Umgang mit den Konten von Toten

Kompliziert – und teuer. Eine Sterbeurkunde kostet beim Standesamt zehn Euro, fünf Euro für jede weitere Kopie – wenn sie Mitarbeiter gleichzeitig ausstellen. Für einen Erbschein müssen Erben ebenfalls zahlen. Die Verbraucherzentrale hat in einem Marktcheck 18 Anbieter befragt, wie sie mit Konten von Toten umgehen. Wer sich durch das 36-seitige PDF-Dokument durchsuchen möchte, wird hier fündig: www.verbraucherzentrale-rlp.de/digitaler-nachlass.

Wem das zu mühsam ist, kann sich an auch an eine Firma wenden, die eine Art digitale Bestattung übernimmt: Columba. Columba arbeitet nicht nur mit einem Großteil der Bremer Bestatter zusammen, sondern auch mit den größten Internet-Firmen und vielen Hundert kleinerer Firmen.
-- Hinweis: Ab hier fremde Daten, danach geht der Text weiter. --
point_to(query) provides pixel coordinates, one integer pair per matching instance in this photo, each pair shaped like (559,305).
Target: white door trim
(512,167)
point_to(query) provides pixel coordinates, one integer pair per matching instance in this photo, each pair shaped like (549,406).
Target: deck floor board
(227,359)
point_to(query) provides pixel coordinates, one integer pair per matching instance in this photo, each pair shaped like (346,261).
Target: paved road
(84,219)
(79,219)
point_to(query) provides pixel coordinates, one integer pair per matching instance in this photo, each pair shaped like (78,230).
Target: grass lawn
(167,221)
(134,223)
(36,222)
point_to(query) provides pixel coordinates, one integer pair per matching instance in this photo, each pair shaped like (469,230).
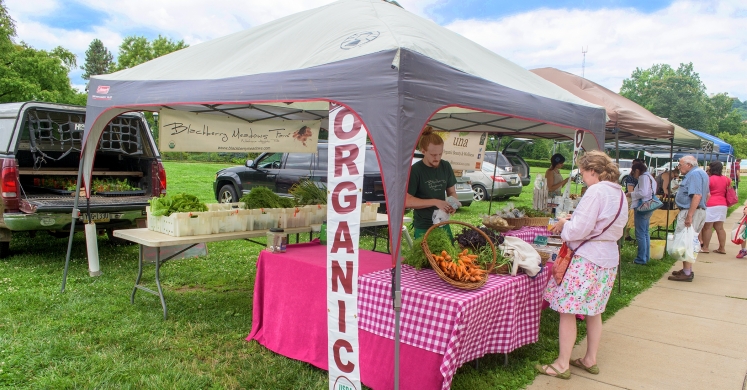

Der Angehörige beauftragt über seinen Bestatter Columba, die dann mit einer Software scannt, ob ein Konto des Verstorbenen bei Amazon & Co. vorliegt, das dann entweder gelöscht oder auf die Erben übertragen wird.

Keine einheitliche Regelung

Rechtliche Fragen sind die eine Seite des Todes. Die ethischen eine andere. Wer entscheidet, wann mein Profil, meine Bilder oder meine Forumbeiträge gelöscht werden? Ist es fair, auch für die Menschen ein digitales Grab zu erhalten, die nicht mal eben auf den Friedhof kommen können? Viele Fragen, kaum Antworten. Jeder Sterbefall ist individuell, vom Gesetzgeber fehlt bisher eine einheitliche Regelung zum digitalen Erbe.

Eines ist aber sicher: Es ist besser, wir sorgen für das analoge wie für das digitale Erbe vor. Gerrit Cegielka schätzt, dass Angehörige einen halben Tag damit verbringen, den digitalen Nachlass zu regeln – wenn denn die entsprechenden Zugangsdaten vorliegen. Sonst könnte das ein paar Monate dauern – für einen Mailanbieter. Diese Erbschaft will wohl niemand vermachen, es sei denn, man gönnt seinen Nachfahren sowieso nichts, wünscht ihnen ein ewiges Brennen im Höllenfeuer der Bürokratie, über das man im Grab noch lacht.